PROXY/VOTING INSTRUCTION CARD
SPECIAL MEETING DECEMBER __, 2009
THIS PROXY IS SOLICITED ON BEHALF OF IPAIT'S BOARD OF TRUSTEES
Revoking any such prior appointments, the undersigned, a participant of Iowa Public Agency Investment Trust ("IPAIT"), hereby appoints, Alan Kemp, Robert Haug and William Peterson and each of them, proxies, with full power of substitution, for and on behalf of the undersigned to vote, as designated below, as a Participant in IPAIT as of the date of record, and as fully as the undersigned would be entitled to vote if personally present, at the Special Meeting of Participants to be held at the 1415 28th Street, Suite 200, West Des Moines, Iowa 50266-1461 on December __, 2009 at 8:30 a.m. time, and at any postponements or adjournments thereof.

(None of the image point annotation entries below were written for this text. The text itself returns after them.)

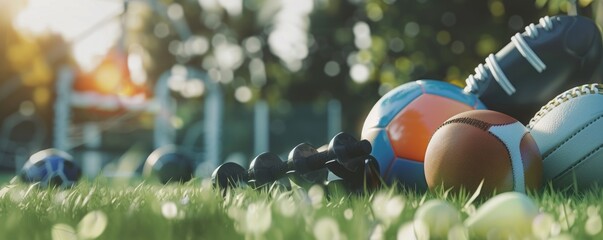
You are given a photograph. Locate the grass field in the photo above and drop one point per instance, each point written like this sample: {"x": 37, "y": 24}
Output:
{"x": 106, "y": 209}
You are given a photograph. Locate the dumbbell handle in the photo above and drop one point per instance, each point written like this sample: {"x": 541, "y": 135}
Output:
{"x": 357, "y": 149}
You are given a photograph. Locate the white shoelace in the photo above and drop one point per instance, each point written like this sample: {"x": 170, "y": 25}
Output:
{"x": 475, "y": 81}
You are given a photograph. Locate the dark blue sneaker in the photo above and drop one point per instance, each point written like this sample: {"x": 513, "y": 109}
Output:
{"x": 548, "y": 58}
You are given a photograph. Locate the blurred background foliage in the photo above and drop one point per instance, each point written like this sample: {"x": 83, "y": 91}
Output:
{"x": 286, "y": 52}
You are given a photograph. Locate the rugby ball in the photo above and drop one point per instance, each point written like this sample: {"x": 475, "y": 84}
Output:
{"x": 569, "y": 134}
{"x": 483, "y": 145}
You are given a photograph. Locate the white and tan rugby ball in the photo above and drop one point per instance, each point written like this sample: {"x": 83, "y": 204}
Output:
{"x": 569, "y": 133}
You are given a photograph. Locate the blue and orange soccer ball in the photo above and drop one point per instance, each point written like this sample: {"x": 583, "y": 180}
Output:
{"x": 402, "y": 122}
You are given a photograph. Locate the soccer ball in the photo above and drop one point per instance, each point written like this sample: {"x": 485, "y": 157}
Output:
{"x": 168, "y": 164}
{"x": 402, "y": 122}
{"x": 51, "y": 168}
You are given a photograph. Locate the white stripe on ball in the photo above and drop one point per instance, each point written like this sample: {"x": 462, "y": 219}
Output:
{"x": 511, "y": 135}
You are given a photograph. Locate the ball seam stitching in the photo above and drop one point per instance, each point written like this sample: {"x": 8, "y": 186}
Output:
{"x": 508, "y": 153}
{"x": 577, "y": 163}
{"x": 570, "y": 137}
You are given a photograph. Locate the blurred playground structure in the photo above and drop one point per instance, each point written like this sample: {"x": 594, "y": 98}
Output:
{"x": 112, "y": 80}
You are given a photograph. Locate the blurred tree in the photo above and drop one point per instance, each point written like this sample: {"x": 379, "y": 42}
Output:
{"x": 287, "y": 51}
{"x": 27, "y": 67}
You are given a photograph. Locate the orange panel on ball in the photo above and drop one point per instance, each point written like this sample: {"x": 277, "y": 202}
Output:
{"x": 411, "y": 130}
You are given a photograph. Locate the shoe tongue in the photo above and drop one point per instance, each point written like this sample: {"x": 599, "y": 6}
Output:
{"x": 580, "y": 37}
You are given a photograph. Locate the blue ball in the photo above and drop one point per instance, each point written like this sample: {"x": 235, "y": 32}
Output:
{"x": 402, "y": 122}
{"x": 51, "y": 168}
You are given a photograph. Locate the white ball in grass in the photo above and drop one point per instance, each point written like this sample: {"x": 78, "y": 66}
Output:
{"x": 507, "y": 215}
{"x": 439, "y": 216}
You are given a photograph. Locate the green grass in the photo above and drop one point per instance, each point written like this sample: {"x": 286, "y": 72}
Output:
{"x": 105, "y": 209}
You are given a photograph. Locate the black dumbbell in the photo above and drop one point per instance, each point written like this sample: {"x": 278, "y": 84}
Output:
{"x": 307, "y": 166}
{"x": 229, "y": 175}
{"x": 345, "y": 154}
{"x": 303, "y": 160}
{"x": 261, "y": 172}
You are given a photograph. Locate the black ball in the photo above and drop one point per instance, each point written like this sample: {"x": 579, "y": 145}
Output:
{"x": 168, "y": 164}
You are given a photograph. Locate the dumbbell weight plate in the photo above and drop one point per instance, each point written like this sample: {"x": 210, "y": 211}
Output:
{"x": 305, "y": 178}
{"x": 263, "y": 169}
{"x": 344, "y": 157}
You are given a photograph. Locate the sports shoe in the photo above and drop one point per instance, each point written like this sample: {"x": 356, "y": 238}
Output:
{"x": 549, "y": 57}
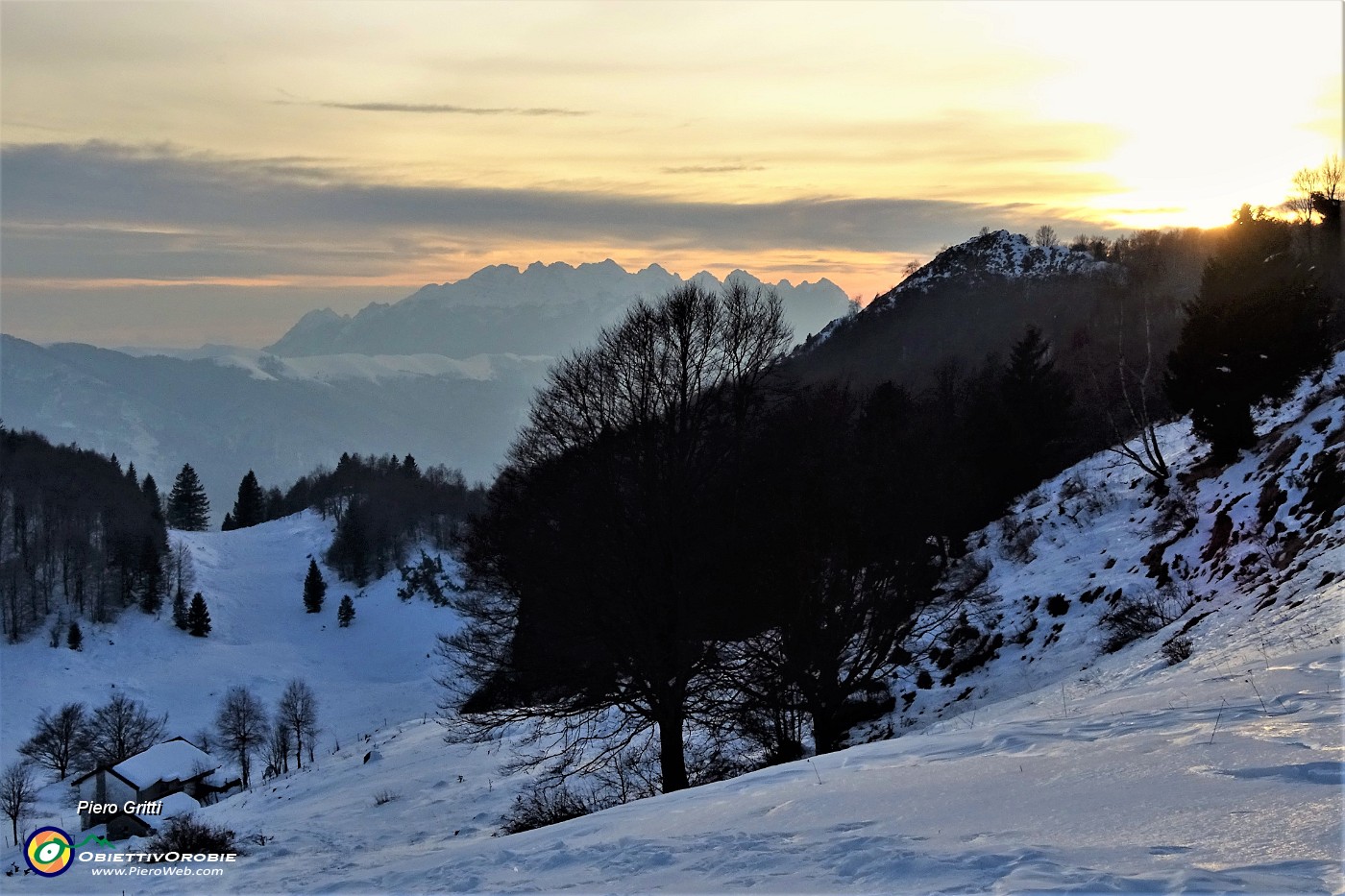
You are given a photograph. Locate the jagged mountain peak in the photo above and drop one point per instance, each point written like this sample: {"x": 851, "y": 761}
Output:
{"x": 538, "y": 309}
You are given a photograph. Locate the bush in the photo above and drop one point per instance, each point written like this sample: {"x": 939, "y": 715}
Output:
{"x": 1018, "y": 536}
{"x": 185, "y": 835}
{"x": 1134, "y": 617}
{"x": 1177, "y": 650}
{"x": 545, "y": 806}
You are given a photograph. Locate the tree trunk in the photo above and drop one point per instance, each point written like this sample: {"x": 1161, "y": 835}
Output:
{"x": 672, "y": 755}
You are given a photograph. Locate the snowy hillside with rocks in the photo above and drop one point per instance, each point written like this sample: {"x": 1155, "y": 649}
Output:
{"x": 1206, "y": 757}
{"x": 997, "y": 254}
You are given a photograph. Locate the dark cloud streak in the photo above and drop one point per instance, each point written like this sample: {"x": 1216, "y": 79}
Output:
{"x": 432, "y": 108}
{"x": 217, "y": 214}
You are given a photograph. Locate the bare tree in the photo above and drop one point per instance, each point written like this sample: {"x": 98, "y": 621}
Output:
{"x": 1322, "y": 182}
{"x": 17, "y": 792}
{"x": 61, "y": 740}
{"x": 624, "y": 439}
{"x": 242, "y": 727}
{"x": 298, "y": 712}
{"x": 123, "y": 728}
{"x": 278, "y": 751}
{"x": 1138, "y": 390}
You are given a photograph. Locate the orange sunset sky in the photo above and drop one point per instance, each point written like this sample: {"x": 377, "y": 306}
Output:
{"x": 187, "y": 173}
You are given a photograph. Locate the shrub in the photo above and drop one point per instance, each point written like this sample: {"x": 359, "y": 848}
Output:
{"x": 1134, "y": 617}
{"x": 545, "y": 806}
{"x": 1177, "y": 650}
{"x": 185, "y": 835}
{"x": 1018, "y": 536}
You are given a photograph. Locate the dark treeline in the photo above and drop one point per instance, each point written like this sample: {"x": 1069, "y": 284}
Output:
{"x": 382, "y": 505}
{"x": 692, "y": 536}
{"x": 78, "y": 537}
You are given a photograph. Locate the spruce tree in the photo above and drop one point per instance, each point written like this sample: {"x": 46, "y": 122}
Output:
{"x": 251, "y": 506}
{"x": 315, "y": 588}
{"x": 179, "y": 608}
{"x": 198, "y": 617}
{"x": 151, "y": 490}
{"x": 187, "y": 503}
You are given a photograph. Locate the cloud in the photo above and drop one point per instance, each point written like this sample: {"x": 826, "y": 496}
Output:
{"x": 421, "y": 108}
{"x": 103, "y": 210}
{"x": 710, "y": 168}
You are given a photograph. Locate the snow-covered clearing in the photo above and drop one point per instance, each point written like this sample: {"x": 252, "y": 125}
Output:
{"x": 1060, "y": 768}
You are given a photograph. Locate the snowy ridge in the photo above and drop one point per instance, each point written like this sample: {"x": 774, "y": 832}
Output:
{"x": 1255, "y": 540}
{"x": 1064, "y": 768}
{"x": 326, "y": 369}
{"x": 997, "y": 254}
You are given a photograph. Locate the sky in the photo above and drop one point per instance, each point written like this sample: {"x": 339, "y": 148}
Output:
{"x": 183, "y": 173}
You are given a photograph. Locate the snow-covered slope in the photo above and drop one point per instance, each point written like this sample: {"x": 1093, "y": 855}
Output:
{"x": 1062, "y": 770}
{"x": 226, "y": 409}
{"x": 995, "y": 254}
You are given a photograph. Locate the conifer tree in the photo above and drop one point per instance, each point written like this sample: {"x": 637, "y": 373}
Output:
{"x": 151, "y": 490}
{"x": 179, "y": 608}
{"x": 1258, "y": 325}
{"x": 187, "y": 503}
{"x": 251, "y": 506}
{"x": 315, "y": 588}
{"x": 198, "y": 617}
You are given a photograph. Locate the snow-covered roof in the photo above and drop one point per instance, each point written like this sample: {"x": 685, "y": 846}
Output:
{"x": 174, "y": 759}
{"x": 178, "y": 805}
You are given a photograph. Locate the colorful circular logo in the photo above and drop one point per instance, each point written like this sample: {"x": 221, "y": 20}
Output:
{"x": 47, "y": 851}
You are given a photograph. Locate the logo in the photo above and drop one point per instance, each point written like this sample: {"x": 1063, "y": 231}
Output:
{"x": 49, "y": 851}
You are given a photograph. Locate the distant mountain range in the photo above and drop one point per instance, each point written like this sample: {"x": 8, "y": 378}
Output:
{"x": 446, "y": 375}
{"x": 239, "y": 409}
{"x": 541, "y": 309}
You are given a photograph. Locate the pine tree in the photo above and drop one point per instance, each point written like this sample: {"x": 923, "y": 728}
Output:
{"x": 251, "y": 506}
{"x": 187, "y": 503}
{"x": 410, "y": 469}
{"x": 198, "y": 618}
{"x": 179, "y": 608}
{"x": 315, "y": 588}
{"x": 1257, "y": 326}
{"x": 151, "y": 490}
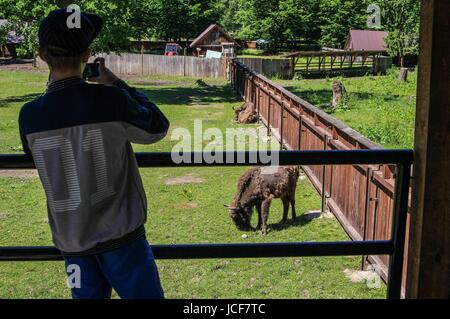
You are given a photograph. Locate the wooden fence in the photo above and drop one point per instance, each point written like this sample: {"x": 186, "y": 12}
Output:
{"x": 332, "y": 62}
{"x": 360, "y": 196}
{"x": 281, "y": 68}
{"x": 147, "y": 64}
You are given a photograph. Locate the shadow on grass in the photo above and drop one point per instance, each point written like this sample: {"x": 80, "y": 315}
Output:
{"x": 322, "y": 98}
{"x": 191, "y": 95}
{"x": 298, "y": 222}
{"x": 4, "y": 102}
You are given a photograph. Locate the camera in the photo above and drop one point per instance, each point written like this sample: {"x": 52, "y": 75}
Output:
{"x": 91, "y": 70}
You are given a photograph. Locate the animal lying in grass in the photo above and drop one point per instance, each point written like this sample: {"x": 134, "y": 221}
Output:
{"x": 256, "y": 188}
{"x": 245, "y": 114}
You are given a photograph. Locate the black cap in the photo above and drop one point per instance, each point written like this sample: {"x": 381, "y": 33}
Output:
{"x": 63, "y": 41}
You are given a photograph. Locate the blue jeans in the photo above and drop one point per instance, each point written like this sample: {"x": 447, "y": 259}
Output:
{"x": 130, "y": 270}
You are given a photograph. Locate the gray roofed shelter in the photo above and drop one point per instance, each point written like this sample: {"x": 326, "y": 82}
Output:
{"x": 366, "y": 40}
{"x": 12, "y": 37}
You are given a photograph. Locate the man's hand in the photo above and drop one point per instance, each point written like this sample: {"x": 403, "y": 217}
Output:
{"x": 106, "y": 76}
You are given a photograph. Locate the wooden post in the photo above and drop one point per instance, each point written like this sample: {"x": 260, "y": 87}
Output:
{"x": 428, "y": 274}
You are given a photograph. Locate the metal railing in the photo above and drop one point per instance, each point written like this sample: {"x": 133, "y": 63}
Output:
{"x": 394, "y": 246}
{"x": 360, "y": 196}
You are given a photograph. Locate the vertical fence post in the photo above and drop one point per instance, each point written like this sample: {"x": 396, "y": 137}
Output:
{"x": 403, "y": 172}
{"x": 281, "y": 125}
{"x": 258, "y": 101}
{"x": 366, "y": 212}
{"x": 324, "y": 171}
{"x": 300, "y": 129}
{"x": 268, "y": 113}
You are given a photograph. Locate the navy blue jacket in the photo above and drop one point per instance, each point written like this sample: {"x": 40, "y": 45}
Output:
{"x": 80, "y": 137}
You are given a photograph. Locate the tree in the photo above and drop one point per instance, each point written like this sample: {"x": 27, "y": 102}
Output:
{"x": 337, "y": 17}
{"x": 401, "y": 19}
{"x": 24, "y": 17}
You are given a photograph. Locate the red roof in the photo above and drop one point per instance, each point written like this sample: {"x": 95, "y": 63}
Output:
{"x": 367, "y": 40}
{"x": 209, "y": 30}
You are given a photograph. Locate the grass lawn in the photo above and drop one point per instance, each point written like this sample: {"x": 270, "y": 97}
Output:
{"x": 380, "y": 107}
{"x": 184, "y": 213}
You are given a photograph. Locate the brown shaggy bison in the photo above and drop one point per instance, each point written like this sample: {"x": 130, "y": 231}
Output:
{"x": 256, "y": 188}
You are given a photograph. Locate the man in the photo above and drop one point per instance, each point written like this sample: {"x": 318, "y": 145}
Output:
{"x": 79, "y": 135}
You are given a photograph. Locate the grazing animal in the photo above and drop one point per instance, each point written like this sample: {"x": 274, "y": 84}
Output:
{"x": 245, "y": 114}
{"x": 256, "y": 188}
{"x": 339, "y": 93}
{"x": 201, "y": 83}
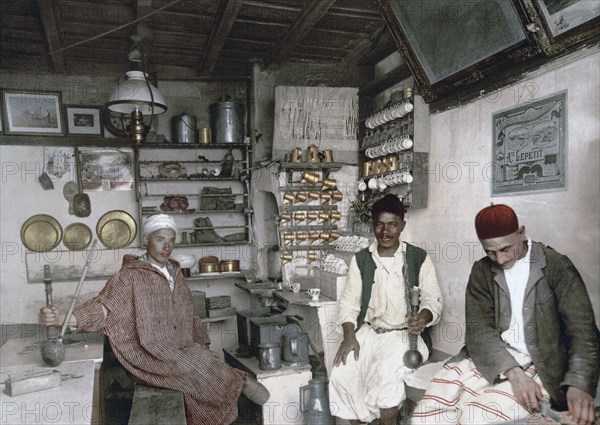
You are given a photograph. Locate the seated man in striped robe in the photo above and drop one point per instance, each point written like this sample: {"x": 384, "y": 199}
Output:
{"x": 146, "y": 310}
{"x": 532, "y": 343}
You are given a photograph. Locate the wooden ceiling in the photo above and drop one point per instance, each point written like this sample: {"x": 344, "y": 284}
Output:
{"x": 187, "y": 38}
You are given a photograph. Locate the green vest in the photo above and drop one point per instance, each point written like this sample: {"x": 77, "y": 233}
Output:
{"x": 415, "y": 257}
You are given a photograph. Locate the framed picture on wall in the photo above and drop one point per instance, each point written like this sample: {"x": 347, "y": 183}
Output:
{"x": 560, "y": 24}
{"x": 84, "y": 119}
{"x": 32, "y": 113}
{"x": 105, "y": 169}
{"x": 529, "y": 149}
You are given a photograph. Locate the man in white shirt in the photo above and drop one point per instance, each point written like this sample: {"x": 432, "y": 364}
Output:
{"x": 367, "y": 381}
{"x": 531, "y": 338}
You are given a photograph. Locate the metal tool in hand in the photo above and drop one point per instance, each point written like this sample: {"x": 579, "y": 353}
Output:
{"x": 413, "y": 358}
{"x": 52, "y": 353}
{"x": 53, "y": 350}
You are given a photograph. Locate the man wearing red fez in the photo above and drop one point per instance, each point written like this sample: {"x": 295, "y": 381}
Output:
{"x": 532, "y": 343}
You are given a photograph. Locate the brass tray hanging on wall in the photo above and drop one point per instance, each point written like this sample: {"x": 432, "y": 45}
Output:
{"x": 116, "y": 229}
{"x": 41, "y": 233}
{"x": 77, "y": 236}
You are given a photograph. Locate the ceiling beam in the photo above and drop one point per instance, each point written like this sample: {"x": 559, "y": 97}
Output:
{"x": 311, "y": 14}
{"x": 49, "y": 23}
{"x": 224, "y": 20}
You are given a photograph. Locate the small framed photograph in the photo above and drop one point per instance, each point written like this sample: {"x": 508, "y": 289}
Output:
{"x": 530, "y": 147}
{"x": 84, "y": 119}
{"x": 32, "y": 113}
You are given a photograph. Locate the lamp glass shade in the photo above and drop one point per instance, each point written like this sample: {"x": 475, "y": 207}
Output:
{"x": 136, "y": 94}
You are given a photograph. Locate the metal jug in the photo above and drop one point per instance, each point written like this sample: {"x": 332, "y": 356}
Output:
{"x": 315, "y": 408}
{"x": 184, "y": 129}
{"x": 295, "y": 346}
{"x": 313, "y": 154}
{"x": 227, "y": 121}
{"x": 269, "y": 356}
{"x": 296, "y": 155}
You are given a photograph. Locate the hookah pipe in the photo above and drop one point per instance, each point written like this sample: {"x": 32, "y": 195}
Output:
{"x": 413, "y": 358}
{"x": 53, "y": 350}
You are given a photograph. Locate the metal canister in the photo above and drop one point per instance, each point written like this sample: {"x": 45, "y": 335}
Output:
{"x": 227, "y": 122}
{"x": 184, "y": 129}
{"x": 204, "y": 136}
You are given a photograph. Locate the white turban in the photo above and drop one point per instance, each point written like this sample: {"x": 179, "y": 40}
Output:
{"x": 158, "y": 221}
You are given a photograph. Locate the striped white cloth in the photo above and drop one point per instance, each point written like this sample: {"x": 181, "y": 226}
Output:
{"x": 459, "y": 394}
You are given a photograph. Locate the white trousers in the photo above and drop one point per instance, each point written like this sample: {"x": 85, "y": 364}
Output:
{"x": 360, "y": 388}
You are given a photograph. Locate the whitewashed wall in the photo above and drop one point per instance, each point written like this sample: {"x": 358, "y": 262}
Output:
{"x": 568, "y": 220}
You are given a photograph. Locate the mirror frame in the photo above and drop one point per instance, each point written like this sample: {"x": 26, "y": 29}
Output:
{"x": 471, "y": 80}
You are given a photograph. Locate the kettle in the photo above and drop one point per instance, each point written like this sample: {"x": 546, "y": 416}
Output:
{"x": 295, "y": 346}
{"x": 316, "y": 408}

The vote of the participant represented by this proxy/voting instruction, when properly executed, will be voted in the manner directed below, or if no direction is made, will be voted in favor of the proposal set forth on the proxy.
For the reasons set forth in this proxy statement, the board of trustees recommends that participants vote "for" the proposal.
Please mark boxes in ink. Sign, date and return this Proxy promptly, using the enclosed postage-paid envelope or toll-free fax 866-260-0246.
Proposal: To approve a new Advisor Agreement with WB Capital Management Inc. to be effective upon the closing of the acquisition of WB Capital Management Inc. by Miles Capital holdings, Inc.
The undersigned hereby acknowledges receipt of the Notice of Special Meeting of
Participants, dated December __ 2009 and the Proxy Statement furnished therewith.
| {Participant} | {Portfolio} | {Shares} |
IPAIT PARTICIPANT: __________________________
Signature of Authorized Signer: ______________________________
Printed Name: _________________________________Dated: _________________
To save IPAIT additional vote solicitation expenses, please sign, date and return this proxy promptly, using the enclosed envelope or fax, toll-free, to 866-260-0246.